At colleges and universities nationwide, e-mail has made professors much more approachable. But many say it has made them too accessible, erasing boundaries that traditionally kept students at a healthy distance.
He quotes professors at big universities -- Syracuse, William and Mary, Georgetown, UC Davis, MIT -- who are distressed that students turn to them for information, directions, and advice. The Times, not surprisingly, found a way to make this a story about fear – the fear that professors have of offending the students who will be evaluating them.
I am glad to report that the professors quoted in the story who are from small teaching colleges saw these informal email communications as a teaching opportunity. An Amherst professor saw it as feedback about blind spots in his course, while a Pomona teacher took it as a chance to teach etiquette and power relations in communication.

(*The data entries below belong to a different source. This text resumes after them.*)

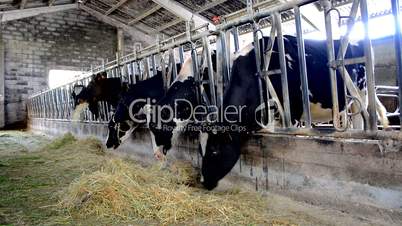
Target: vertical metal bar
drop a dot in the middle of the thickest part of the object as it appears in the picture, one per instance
(164, 76)
(331, 58)
(224, 59)
(235, 33)
(181, 54)
(302, 67)
(172, 60)
(398, 49)
(284, 74)
(207, 49)
(369, 68)
(153, 61)
(147, 73)
(134, 68)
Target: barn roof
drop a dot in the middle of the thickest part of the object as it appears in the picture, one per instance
(166, 18)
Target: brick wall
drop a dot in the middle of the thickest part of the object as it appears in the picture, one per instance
(70, 40)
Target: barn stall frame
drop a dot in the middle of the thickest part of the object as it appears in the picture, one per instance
(361, 167)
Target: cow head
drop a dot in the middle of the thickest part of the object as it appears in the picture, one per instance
(162, 137)
(116, 131)
(222, 151)
(89, 94)
(175, 107)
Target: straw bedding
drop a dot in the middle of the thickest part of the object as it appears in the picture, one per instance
(124, 191)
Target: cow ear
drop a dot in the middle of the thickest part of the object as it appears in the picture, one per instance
(77, 90)
(100, 76)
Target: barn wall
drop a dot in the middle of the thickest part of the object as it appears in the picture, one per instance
(70, 40)
(1, 84)
(354, 175)
(385, 64)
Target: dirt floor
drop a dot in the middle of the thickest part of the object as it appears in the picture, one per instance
(35, 172)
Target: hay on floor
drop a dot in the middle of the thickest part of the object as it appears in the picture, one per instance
(125, 191)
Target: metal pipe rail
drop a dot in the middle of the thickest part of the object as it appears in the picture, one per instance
(142, 63)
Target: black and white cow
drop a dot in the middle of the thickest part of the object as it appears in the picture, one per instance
(222, 148)
(183, 97)
(148, 91)
(100, 88)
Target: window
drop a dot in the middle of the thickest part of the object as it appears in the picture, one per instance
(62, 77)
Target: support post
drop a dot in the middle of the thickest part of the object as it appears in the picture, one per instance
(120, 42)
(2, 113)
(302, 67)
(284, 74)
(330, 58)
(398, 49)
(369, 68)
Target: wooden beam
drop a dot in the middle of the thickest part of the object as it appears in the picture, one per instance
(23, 3)
(141, 36)
(182, 12)
(202, 9)
(120, 42)
(170, 24)
(120, 3)
(145, 14)
(25, 13)
(210, 5)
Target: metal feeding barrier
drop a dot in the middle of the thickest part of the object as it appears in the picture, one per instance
(57, 104)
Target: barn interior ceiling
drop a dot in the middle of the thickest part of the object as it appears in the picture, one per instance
(148, 18)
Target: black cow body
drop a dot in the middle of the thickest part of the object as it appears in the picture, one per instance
(99, 88)
(144, 92)
(151, 90)
(223, 148)
(183, 96)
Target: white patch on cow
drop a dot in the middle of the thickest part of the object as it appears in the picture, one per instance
(186, 70)
(156, 149)
(310, 94)
(78, 89)
(180, 126)
(203, 142)
(289, 61)
(243, 52)
(128, 132)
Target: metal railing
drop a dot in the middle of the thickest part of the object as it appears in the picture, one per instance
(57, 103)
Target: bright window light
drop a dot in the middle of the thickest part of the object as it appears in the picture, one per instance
(378, 28)
(61, 77)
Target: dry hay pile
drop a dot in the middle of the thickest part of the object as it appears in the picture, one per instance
(121, 191)
(127, 192)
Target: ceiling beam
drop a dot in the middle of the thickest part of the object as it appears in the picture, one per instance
(170, 24)
(140, 36)
(202, 9)
(145, 14)
(182, 12)
(120, 3)
(24, 13)
(23, 4)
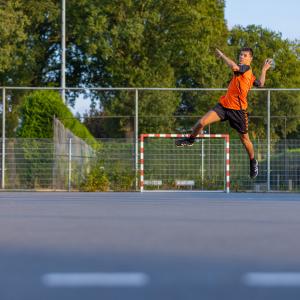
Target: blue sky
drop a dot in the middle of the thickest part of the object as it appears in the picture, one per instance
(279, 16)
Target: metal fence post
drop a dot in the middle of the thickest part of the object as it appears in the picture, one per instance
(3, 138)
(70, 165)
(136, 129)
(269, 142)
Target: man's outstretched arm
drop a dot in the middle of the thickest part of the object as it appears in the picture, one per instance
(231, 64)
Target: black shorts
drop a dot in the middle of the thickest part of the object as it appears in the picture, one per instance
(238, 119)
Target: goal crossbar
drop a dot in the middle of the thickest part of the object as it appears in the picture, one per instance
(200, 136)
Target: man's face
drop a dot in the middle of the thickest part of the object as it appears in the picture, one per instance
(245, 58)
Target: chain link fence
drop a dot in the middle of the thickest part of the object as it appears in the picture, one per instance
(112, 163)
(34, 164)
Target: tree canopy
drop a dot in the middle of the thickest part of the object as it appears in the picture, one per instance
(131, 43)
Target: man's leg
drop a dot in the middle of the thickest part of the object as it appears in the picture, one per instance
(247, 144)
(207, 119)
(250, 150)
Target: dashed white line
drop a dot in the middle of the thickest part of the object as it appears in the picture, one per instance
(95, 279)
(272, 279)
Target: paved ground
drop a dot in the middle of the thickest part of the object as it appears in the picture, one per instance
(156, 246)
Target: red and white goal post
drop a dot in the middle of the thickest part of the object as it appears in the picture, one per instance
(205, 166)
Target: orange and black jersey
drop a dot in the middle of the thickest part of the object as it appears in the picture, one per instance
(239, 86)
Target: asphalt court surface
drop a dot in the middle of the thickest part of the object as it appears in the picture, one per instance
(158, 246)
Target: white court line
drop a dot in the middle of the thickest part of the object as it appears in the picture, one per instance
(269, 279)
(95, 279)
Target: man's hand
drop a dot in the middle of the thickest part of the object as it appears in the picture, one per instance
(268, 64)
(230, 63)
(219, 53)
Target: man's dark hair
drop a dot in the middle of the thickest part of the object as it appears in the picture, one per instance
(247, 49)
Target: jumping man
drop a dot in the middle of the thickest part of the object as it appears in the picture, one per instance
(233, 105)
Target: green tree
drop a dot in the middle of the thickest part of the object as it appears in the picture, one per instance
(149, 43)
(37, 112)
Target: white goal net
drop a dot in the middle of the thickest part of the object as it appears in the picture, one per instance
(203, 167)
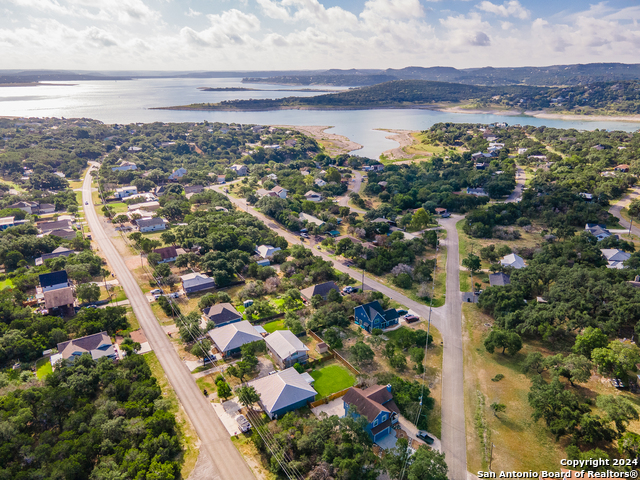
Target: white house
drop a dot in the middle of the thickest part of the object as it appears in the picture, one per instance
(241, 170)
(124, 166)
(178, 174)
(266, 251)
(615, 258)
(313, 196)
(125, 192)
(151, 224)
(512, 260)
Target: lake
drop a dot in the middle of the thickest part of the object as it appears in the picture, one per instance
(130, 101)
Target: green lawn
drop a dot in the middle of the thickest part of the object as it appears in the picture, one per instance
(43, 367)
(273, 326)
(331, 379)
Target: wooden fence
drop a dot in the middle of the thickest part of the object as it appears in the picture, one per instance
(328, 398)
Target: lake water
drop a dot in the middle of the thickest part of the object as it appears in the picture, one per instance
(130, 101)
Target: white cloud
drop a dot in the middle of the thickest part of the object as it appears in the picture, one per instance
(511, 8)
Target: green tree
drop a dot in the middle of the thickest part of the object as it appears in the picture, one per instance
(247, 395)
(88, 292)
(362, 353)
(506, 340)
(224, 390)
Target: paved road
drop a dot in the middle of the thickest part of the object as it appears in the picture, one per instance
(447, 319)
(624, 202)
(215, 441)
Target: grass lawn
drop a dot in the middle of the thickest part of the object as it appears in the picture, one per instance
(44, 368)
(332, 378)
(187, 434)
(273, 326)
(520, 443)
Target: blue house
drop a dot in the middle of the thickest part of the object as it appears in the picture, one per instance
(371, 315)
(377, 406)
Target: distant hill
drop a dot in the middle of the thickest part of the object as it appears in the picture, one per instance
(602, 97)
(555, 75)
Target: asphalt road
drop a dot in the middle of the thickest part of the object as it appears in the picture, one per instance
(215, 441)
(624, 202)
(447, 319)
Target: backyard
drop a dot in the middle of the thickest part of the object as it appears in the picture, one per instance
(332, 378)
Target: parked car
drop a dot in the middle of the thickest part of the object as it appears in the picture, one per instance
(422, 435)
(243, 423)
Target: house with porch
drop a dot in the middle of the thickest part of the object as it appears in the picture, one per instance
(372, 315)
(376, 404)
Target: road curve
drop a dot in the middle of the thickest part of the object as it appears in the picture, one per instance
(447, 319)
(227, 462)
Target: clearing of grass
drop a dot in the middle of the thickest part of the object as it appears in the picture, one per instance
(43, 368)
(273, 326)
(331, 379)
(520, 443)
(188, 435)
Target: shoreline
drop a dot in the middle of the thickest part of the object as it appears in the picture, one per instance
(332, 142)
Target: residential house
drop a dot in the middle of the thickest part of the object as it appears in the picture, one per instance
(197, 282)
(168, 254)
(372, 315)
(313, 196)
(286, 349)
(376, 404)
(124, 166)
(599, 231)
(46, 208)
(29, 207)
(310, 219)
(97, 345)
(241, 170)
(615, 257)
(229, 338)
(148, 206)
(499, 279)
(283, 392)
(7, 222)
(178, 174)
(321, 289)
(512, 260)
(58, 252)
(155, 224)
(125, 192)
(222, 314)
(54, 280)
(279, 191)
(62, 299)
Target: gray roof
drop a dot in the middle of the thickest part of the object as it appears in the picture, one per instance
(285, 343)
(283, 389)
(222, 313)
(234, 335)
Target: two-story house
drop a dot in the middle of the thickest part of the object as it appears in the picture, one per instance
(286, 349)
(372, 315)
(376, 404)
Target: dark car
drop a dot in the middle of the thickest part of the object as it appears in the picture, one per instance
(425, 437)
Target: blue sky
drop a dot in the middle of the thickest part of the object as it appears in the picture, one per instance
(314, 34)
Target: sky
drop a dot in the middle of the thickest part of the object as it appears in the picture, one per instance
(223, 35)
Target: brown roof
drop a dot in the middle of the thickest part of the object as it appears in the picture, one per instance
(367, 406)
(59, 298)
(166, 252)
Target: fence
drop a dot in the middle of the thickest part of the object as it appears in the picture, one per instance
(336, 355)
(328, 398)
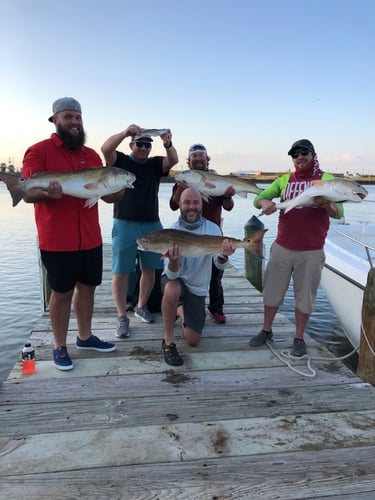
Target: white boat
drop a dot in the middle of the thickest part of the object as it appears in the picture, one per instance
(350, 254)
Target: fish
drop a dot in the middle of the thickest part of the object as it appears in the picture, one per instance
(88, 183)
(154, 131)
(211, 184)
(339, 190)
(196, 245)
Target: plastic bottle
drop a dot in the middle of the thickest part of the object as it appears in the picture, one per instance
(28, 359)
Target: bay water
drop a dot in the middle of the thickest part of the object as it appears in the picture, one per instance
(20, 293)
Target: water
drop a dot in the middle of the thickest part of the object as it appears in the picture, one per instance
(19, 267)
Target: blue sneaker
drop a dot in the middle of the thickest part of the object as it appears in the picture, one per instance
(93, 343)
(61, 359)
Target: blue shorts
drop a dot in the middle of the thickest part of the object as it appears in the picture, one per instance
(194, 305)
(125, 250)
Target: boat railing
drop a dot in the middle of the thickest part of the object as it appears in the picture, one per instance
(368, 249)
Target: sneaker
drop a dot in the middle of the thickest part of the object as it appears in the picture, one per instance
(171, 356)
(219, 318)
(144, 314)
(61, 359)
(93, 343)
(123, 327)
(299, 348)
(261, 338)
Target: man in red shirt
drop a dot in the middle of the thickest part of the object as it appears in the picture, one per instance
(69, 234)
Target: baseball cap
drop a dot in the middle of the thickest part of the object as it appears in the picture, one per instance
(65, 104)
(197, 148)
(142, 136)
(302, 143)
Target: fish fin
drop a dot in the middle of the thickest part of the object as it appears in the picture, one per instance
(209, 185)
(318, 182)
(90, 202)
(91, 186)
(12, 183)
(286, 210)
(205, 197)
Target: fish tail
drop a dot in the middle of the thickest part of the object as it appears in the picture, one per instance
(12, 182)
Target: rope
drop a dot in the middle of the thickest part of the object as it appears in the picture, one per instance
(285, 356)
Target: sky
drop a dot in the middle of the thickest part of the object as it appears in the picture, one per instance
(244, 77)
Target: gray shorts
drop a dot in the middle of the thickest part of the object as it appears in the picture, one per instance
(305, 266)
(194, 306)
(124, 246)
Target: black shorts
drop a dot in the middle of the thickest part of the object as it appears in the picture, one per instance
(65, 269)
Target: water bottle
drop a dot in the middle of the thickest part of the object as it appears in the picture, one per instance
(28, 359)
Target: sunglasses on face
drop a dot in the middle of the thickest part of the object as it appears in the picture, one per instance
(302, 152)
(141, 144)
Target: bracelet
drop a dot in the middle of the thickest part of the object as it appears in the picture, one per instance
(222, 259)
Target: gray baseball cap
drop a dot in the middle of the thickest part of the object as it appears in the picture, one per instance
(65, 104)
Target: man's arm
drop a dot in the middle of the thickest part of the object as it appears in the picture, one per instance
(111, 144)
(172, 157)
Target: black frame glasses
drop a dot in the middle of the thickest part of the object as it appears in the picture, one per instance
(141, 144)
(302, 152)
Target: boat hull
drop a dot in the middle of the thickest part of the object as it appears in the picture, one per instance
(345, 273)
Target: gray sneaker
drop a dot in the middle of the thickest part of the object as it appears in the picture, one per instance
(261, 338)
(144, 314)
(122, 327)
(299, 348)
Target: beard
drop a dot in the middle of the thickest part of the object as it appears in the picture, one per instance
(71, 141)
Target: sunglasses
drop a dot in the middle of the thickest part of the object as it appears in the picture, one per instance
(141, 144)
(302, 152)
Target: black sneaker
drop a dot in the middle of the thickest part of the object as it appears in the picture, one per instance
(261, 338)
(171, 356)
(299, 348)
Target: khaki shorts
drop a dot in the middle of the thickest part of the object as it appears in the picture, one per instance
(304, 266)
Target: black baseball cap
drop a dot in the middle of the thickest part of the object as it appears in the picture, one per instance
(302, 144)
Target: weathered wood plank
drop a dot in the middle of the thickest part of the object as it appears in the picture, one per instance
(186, 441)
(125, 411)
(169, 382)
(310, 474)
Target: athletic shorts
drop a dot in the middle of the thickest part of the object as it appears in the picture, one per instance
(65, 269)
(124, 246)
(305, 266)
(194, 306)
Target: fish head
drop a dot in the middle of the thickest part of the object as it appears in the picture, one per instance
(254, 242)
(359, 191)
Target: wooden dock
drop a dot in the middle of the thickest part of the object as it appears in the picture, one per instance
(234, 422)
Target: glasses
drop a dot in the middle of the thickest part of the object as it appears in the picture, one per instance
(141, 144)
(302, 152)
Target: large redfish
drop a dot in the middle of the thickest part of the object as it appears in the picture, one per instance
(339, 190)
(196, 245)
(210, 184)
(87, 183)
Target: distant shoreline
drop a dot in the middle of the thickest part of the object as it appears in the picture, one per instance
(268, 178)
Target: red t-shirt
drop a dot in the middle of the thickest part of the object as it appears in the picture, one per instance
(63, 225)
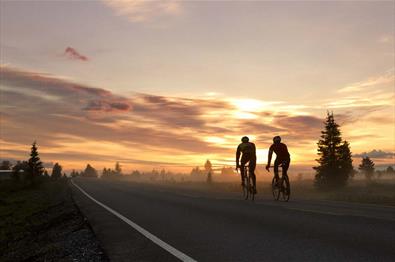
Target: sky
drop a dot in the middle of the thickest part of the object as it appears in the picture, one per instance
(169, 84)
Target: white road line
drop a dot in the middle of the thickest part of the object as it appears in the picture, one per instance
(156, 240)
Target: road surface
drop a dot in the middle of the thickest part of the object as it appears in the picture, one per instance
(223, 227)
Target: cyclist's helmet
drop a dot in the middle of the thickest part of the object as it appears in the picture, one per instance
(276, 139)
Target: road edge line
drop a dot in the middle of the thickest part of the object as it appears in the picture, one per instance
(172, 250)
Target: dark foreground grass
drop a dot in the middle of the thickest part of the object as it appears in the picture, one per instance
(41, 223)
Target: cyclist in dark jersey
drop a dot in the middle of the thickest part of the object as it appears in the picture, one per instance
(249, 156)
(282, 156)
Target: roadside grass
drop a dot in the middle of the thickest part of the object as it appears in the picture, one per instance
(28, 211)
(20, 203)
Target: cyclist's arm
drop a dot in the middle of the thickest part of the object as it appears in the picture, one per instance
(238, 152)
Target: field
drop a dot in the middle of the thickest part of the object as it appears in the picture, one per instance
(42, 223)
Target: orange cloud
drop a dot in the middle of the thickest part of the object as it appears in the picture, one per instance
(74, 55)
(71, 121)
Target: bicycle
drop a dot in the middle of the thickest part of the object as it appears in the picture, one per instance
(248, 187)
(281, 186)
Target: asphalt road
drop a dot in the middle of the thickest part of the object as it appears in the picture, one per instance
(223, 227)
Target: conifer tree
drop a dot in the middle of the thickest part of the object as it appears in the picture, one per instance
(56, 171)
(36, 168)
(335, 158)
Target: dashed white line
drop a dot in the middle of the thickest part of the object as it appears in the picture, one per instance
(175, 252)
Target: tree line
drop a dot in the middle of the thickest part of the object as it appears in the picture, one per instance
(335, 163)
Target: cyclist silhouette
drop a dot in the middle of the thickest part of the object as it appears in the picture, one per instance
(283, 157)
(249, 156)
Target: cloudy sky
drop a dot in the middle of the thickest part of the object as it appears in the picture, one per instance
(173, 83)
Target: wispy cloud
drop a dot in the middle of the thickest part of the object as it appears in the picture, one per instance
(141, 11)
(74, 54)
(376, 154)
(387, 78)
(72, 118)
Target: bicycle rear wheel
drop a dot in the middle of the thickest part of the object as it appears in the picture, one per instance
(275, 189)
(286, 189)
(246, 189)
(251, 189)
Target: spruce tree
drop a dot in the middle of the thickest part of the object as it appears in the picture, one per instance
(36, 168)
(118, 169)
(367, 167)
(346, 169)
(56, 171)
(335, 159)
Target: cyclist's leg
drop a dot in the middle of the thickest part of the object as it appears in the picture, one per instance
(242, 164)
(285, 166)
(275, 168)
(252, 166)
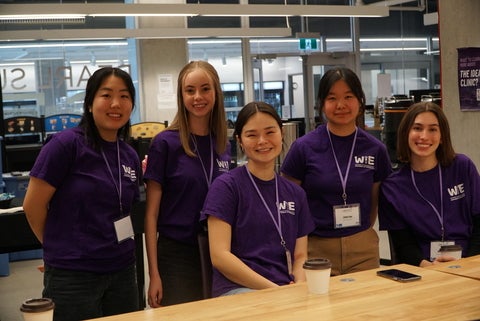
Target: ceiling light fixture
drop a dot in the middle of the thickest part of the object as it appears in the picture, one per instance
(143, 33)
(196, 9)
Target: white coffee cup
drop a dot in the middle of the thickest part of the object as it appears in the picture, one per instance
(454, 251)
(317, 272)
(38, 309)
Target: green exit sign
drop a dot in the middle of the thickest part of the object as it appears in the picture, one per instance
(308, 44)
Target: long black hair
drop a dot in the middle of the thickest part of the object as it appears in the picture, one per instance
(93, 85)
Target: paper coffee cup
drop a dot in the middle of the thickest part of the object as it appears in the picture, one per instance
(454, 251)
(317, 272)
(38, 309)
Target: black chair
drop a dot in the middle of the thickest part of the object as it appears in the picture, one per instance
(206, 264)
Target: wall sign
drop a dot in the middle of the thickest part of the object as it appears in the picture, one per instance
(469, 78)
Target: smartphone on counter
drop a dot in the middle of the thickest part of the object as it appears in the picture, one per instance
(399, 275)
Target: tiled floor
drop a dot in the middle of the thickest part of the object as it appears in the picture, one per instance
(24, 282)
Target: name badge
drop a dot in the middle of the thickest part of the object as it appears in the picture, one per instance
(346, 215)
(123, 228)
(435, 248)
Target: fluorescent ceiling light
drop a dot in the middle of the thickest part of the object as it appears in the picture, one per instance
(144, 33)
(150, 9)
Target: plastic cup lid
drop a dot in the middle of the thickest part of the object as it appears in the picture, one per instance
(450, 248)
(317, 264)
(37, 305)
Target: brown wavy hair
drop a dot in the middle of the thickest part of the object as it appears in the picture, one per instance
(445, 152)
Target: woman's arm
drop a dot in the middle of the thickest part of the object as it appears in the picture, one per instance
(153, 199)
(299, 257)
(35, 205)
(220, 236)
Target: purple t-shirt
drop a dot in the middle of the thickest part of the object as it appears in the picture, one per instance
(311, 160)
(184, 182)
(255, 239)
(401, 207)
(79, 231)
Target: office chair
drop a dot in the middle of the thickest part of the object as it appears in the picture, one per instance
(206, 264)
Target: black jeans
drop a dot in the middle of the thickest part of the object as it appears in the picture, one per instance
(180, 271)
(85, 295)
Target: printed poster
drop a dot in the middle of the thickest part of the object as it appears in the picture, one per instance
(469, 78)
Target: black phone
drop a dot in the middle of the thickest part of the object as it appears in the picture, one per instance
(399, 275)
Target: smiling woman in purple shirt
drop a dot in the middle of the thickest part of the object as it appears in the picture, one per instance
(81, 190)
(340, 166)
(434, 199)
(183, 161)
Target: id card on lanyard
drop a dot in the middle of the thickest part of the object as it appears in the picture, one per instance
(435, 245)
(123, 226)
(346, 215)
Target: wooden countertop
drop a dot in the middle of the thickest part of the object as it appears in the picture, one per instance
(356, 296)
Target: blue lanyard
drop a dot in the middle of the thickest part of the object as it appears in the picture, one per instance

What this story says to me is that this generation of students relate to their professors in the same close and informal way that they relate to their parents. Many people have noted that the current Millennial generation of young people have close relations with their parents – much closer than was the norm for the Gen Xers and Baby Boomers who are now their professors. Students today do write emails at all hours asking and telling things that the "never trust anyone over 30" generation would not have dreamed of sending to their teachers. I do not think that this means students today are pushy consumers.
Students today are trusting children. We teachers should honor, serve, and teach to that trust.